- Designpatent für das RTR HyprStunt Konzept in Indien eingereicht
- Erstauftritt auf der EICMA 2025 in Mailand
- Studie soll als Basis für ein mögliches Naked Streetfighter Modell dienen
Nach der Präsentation auf der EICMA 2025 rückt das RTR HyprStunt Konzept von TVS Motor Company erneut in den Fokus. Die nun bekannt gewordene Designpatentanmeldung in Indien zeigt, dass der Hersteller das Projekt zumindest formal absichert. Auch wenn es sich weiterhin um ein nicht straßenzugelassenes Stuntbike handelt, gilt ein möglicher Serienableger als denkbar.

Stuntbike mit klarer Ausrichtung auf Kontrolle und Robustheit
Das RTR HyprStunt wurde von Beginn an als reines Stuntfahrzeug konzipiert. Entsprechend kompromisslos fällt die Ausstattung aus. Auffällig ist die integrierte Wheelie Bar, die speziell für kontrollierte Balance Manöver ausgelegt ist. Der breite Lenker soll präzise Impulse ermöglichen, während die lange, einteilige Sitzbank dem Fahrer maximale Bewegungsfreiheit bietet.
Ein weiteres markantes Detail findet sich auf der linken Lenkerseite. Neben dem Kupplungshebel ist ein zweiter Hebel verbaut, der sehr wahrscheinlich eine handbetätigte Hinterradbremse steuert. Diese Lösung ist bei professionellen Stuntbikes üblich und erlaubt eine feinere Kontrolle bei Wheelies und Balance Tricks.
Unterschiede zwischen Messebike und Patentzeichnungen
Interessant sind die Abweichungen zwischen dem auf der Messe gezeigten Motorrad und den nun veröffentlichten Patentzeichnungen. Während das EICMA Exponat zusätzliche Fußrasten an der Hinterachse trug, sind diese in den indischen Patentunterlagen nicht mehr zu sehen. Ob es sich dabei um eine Vereinfachung der Darstellung oder um eine bewusste technische Anpassung handelt, bleibt offen.

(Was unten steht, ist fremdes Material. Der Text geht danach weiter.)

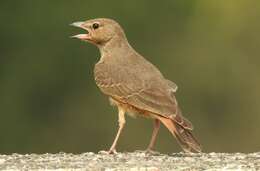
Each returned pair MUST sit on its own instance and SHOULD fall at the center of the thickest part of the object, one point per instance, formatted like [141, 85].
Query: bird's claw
[111, 151]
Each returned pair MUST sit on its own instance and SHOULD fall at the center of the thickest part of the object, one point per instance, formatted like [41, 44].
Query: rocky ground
[136, 161]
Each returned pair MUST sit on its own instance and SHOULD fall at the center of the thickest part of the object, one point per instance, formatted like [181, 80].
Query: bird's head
[99, 31]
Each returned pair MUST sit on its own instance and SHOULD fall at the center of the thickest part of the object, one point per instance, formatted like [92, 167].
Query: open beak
[85, 36]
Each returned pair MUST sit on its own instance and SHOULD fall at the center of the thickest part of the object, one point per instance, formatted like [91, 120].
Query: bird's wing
[154, 95]
[150, 95]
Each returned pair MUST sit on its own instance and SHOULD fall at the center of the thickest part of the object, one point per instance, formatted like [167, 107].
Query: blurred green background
[49, 101]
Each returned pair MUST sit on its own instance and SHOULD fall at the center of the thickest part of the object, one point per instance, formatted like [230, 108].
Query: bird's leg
[154, 135]
[121, 121]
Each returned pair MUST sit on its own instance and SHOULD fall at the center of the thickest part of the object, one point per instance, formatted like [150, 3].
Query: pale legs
[121, 122]
[154, 135]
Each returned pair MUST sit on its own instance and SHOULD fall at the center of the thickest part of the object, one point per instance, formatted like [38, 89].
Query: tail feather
[184, 136]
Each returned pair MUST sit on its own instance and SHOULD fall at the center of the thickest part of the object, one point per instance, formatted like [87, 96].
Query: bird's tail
[184, 136]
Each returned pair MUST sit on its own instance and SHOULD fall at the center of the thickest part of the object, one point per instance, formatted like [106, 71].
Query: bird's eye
[95, 26]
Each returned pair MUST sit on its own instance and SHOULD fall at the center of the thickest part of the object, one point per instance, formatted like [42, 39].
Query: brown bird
[135, 85]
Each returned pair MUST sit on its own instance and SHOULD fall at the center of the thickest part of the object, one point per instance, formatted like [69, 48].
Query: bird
[135, 85]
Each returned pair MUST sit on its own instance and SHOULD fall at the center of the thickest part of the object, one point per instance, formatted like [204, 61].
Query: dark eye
[95, 26]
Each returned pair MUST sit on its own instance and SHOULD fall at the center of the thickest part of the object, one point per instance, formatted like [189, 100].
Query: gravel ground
[136, 161]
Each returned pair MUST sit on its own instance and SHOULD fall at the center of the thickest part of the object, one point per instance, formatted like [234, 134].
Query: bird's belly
[131, 110]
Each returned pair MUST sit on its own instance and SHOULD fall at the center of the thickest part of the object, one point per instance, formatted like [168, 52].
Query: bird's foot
[151, 152]
[111, 151]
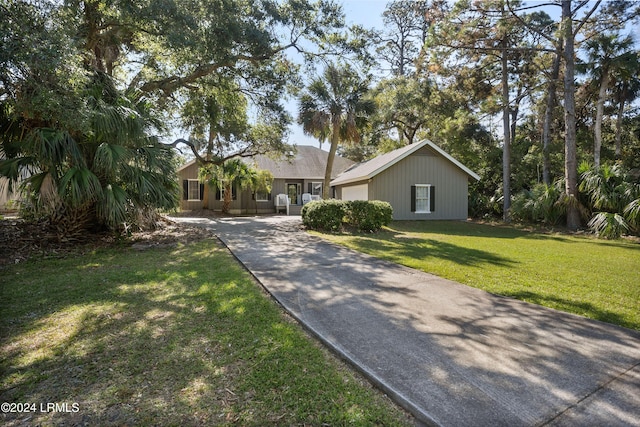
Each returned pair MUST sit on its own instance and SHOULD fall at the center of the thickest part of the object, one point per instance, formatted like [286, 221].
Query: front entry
[293, 191]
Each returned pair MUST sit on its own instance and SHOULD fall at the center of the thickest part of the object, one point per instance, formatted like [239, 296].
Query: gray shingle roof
[308, 163]
[373, 167]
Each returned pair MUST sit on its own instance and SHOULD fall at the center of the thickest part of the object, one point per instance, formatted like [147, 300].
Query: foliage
[230, 174]
[541, 204]
[368, 215]
[334, 106]
[88, 89]
[330, 215]
[576, 274]
[104, 171]
[324, 214]
[613, 194]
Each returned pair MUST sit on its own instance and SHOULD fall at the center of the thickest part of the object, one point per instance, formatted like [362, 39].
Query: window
[262, 196]
[315, 188]
[220, 192]
[423, 198]
[192, 189]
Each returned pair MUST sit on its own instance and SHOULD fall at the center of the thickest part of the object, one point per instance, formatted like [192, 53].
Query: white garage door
[356, 192]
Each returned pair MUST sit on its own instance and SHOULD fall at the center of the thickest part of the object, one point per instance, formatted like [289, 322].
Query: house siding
[424, 166]
[190, 172]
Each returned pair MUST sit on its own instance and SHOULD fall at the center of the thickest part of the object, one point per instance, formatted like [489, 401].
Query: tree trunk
[506, 150]
[548, 116]
[597, 131]
[623, 97]
[570, 155]
[335, 135]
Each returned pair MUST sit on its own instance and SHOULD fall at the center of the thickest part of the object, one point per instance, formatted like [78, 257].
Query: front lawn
[594, 278]
[167, 336]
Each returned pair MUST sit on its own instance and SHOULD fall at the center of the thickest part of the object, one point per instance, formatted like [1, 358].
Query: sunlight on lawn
[582, 275]
[140, 338]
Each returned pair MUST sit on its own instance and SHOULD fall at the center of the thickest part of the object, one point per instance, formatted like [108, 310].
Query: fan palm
[227, 175]
[615, 197]
[106, 171]
[335, 106]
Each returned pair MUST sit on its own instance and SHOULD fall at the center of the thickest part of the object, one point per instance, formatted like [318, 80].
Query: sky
[367, 13]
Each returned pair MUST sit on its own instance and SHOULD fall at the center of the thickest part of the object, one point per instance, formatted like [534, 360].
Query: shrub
[331, 214]
[369, 215]
[324, 214]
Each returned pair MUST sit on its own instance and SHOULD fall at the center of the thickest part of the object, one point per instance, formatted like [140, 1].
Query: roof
[307, 163]
[373, 167]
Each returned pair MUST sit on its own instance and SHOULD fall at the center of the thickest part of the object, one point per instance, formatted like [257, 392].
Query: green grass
[594, 278]
[178, 336]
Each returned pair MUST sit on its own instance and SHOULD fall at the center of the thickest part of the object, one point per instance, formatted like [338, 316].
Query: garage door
[356, 192]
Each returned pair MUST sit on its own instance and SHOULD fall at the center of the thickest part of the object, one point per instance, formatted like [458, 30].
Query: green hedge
[369, 215]
[324, 214]
[329, 215]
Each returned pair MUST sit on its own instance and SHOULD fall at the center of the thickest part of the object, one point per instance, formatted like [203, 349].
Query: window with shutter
[422, 198]
[193, 188]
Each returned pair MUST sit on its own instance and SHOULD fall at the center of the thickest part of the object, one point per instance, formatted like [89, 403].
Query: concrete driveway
[450, 354]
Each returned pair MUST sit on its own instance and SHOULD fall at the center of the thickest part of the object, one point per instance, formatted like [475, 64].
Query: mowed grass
[179, 336]
[595, 278]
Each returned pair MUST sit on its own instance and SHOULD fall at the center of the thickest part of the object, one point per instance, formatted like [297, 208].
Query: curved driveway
[452, 355]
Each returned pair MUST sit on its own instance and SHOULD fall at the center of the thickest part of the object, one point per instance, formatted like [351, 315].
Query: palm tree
[231, 173]
[626, 88]
[615, 197]
[334, 105]
[606, 55]
[105, 172]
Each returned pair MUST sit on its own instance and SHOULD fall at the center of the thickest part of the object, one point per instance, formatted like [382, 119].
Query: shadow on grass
[472, 229]
[583, 308]
[162, 337]
[398, 247]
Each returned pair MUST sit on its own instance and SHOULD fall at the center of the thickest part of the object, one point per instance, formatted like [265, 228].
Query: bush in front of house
[324, 214]
[369, 215]
[329, 215]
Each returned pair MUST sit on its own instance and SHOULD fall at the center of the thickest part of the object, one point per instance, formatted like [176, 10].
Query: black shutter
[432, 198]
[413, 198]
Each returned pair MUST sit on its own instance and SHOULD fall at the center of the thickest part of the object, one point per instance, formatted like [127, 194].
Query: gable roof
[307, 163]
[373, 167]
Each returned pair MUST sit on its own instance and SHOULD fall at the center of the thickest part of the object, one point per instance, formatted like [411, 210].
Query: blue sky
[367, 13]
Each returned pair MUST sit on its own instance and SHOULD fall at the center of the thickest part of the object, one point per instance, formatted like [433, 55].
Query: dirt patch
[20, 240]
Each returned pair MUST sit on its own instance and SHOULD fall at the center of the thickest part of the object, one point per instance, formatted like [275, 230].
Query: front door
[293, 191]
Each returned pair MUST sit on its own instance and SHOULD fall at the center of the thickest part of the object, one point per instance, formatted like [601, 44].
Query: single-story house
[420, 181]
[302, 173]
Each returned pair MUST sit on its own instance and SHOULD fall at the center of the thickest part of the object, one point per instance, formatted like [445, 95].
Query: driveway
[450, 354]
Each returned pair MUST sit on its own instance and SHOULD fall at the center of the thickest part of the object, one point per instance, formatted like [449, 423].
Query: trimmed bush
[324, 214]
[329, 215]
[369, 215]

Klar erkennbar bleibt dagegen das minimalistische Heck, das vollständig auf straßenrelevante Bauteile wie Beleuchtung verzichtet. Auch ein Scheinwerfer ist nicht vorhanden, was die fehlende Straßenzulassung der Studie unterstreicht.

Fahrwerk und Technik im Fokus der Studie
Das Konzept setzt auf eine Upside Down Gabel an der Front sowie ein direkt angelenktes Monofederbein am Heck. Beide Elemente sollen die hohen Belastungen bei Stunts abfangen. Gebremst wird über Scheibenbremsen an Vorder und Hinterrad, montiert an auffällig gestalteten Leichtmetallfelgen.
Der Auspuff sitzt kompakt unter dem Motor, was einerseits die Bodenfreiheit erhöhen soll und andererseits das Heck optisch freihält. Insgesamt wirkt das Design kantig, reduziert und klar auf Funktion ausgelegt.
Mögliche Serienableitung als Naked Streetfighter
Obwohl das RTR HyprStunt als reines Showbike entwickelt wurde, deutet das Designpatent auf weitergehende Pläne hin. Innerhalb der Branche gilt es als wahrscheinlich, dass TVS die Formensprache und das Grundkonzept für ein straßenzugelassenes Naked Bike nutzen könnte.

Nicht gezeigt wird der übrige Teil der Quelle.